Apa yang dimaksud dengan Politik Lokal?

Politik Lokal

Apa yang dimaksud dengan Politik Lokal ?

Politik lokal secara harfiah adalah bagian dari suatu sistem politik yang dijalankan oleh suatu Negara. Konteks lokal dalam hal ini menyiratkan pada pemaknaan heterogenitas masyarakat lokal (daerah) yang memiliki kesejarahan, situasi batin dan psikologis yang berbeda. Kondisi tersebut tentu memberikan kontribusi pada praktek politik di daerah sebagai cara memanifestasikan atau praktek dari paradigma yang terbangun.
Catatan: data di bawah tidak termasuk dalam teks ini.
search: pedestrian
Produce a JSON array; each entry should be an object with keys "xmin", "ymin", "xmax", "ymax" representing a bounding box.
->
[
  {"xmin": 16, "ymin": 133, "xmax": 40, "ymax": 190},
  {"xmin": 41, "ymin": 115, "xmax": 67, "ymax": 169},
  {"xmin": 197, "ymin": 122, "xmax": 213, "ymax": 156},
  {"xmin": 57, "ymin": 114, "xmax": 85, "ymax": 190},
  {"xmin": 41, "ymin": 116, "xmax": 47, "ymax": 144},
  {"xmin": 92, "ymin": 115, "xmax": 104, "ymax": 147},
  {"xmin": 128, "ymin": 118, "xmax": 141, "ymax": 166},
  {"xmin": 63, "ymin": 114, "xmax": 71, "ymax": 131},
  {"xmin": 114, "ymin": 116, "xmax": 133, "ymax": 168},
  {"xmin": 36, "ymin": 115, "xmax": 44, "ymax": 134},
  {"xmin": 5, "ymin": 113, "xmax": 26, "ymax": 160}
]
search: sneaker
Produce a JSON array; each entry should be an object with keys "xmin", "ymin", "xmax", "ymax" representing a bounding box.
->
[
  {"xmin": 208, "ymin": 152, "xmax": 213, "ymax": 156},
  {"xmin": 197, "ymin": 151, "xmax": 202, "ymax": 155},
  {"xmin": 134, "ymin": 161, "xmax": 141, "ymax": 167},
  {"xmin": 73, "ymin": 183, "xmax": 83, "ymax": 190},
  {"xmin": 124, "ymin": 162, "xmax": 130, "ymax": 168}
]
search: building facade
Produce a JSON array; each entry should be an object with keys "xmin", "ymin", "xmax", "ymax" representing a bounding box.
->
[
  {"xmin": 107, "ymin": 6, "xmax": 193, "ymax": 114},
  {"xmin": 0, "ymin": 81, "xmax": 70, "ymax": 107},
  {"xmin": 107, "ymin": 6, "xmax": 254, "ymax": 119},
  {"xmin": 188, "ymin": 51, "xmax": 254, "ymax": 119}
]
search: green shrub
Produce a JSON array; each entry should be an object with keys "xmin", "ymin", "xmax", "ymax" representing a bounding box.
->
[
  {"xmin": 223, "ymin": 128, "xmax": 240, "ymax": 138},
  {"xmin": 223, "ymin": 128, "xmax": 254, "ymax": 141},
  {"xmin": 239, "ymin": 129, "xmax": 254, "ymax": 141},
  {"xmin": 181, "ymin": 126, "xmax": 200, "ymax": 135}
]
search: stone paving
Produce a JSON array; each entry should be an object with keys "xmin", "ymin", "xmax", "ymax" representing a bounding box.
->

Politik lokal secara sederhana adalah praktek politik di tingkat lokal. Praktek politik secara faktual terkait dengan dinamika penyelenggaraan pemerintahan dan dinamika peran masyarakat secara keseluruhan dalam mewujudkan pencapaian cita-cita. Secara umum politik lokal tidak dapat dilepaskan dari konteks politik nasional atau sistem politik yang dianut oleh suatu negara. Menurut CSIS (2001) politik lokal adalah dinamika institusi-institusi politik di daerah dalam mengaktualisasikan interaksi dalam penyelenggaran pemerintahan dan kehidupan bermasyarakat dan memfungsikan peran-peran yang di laksanakan oleh asing-masing institusi tersebut.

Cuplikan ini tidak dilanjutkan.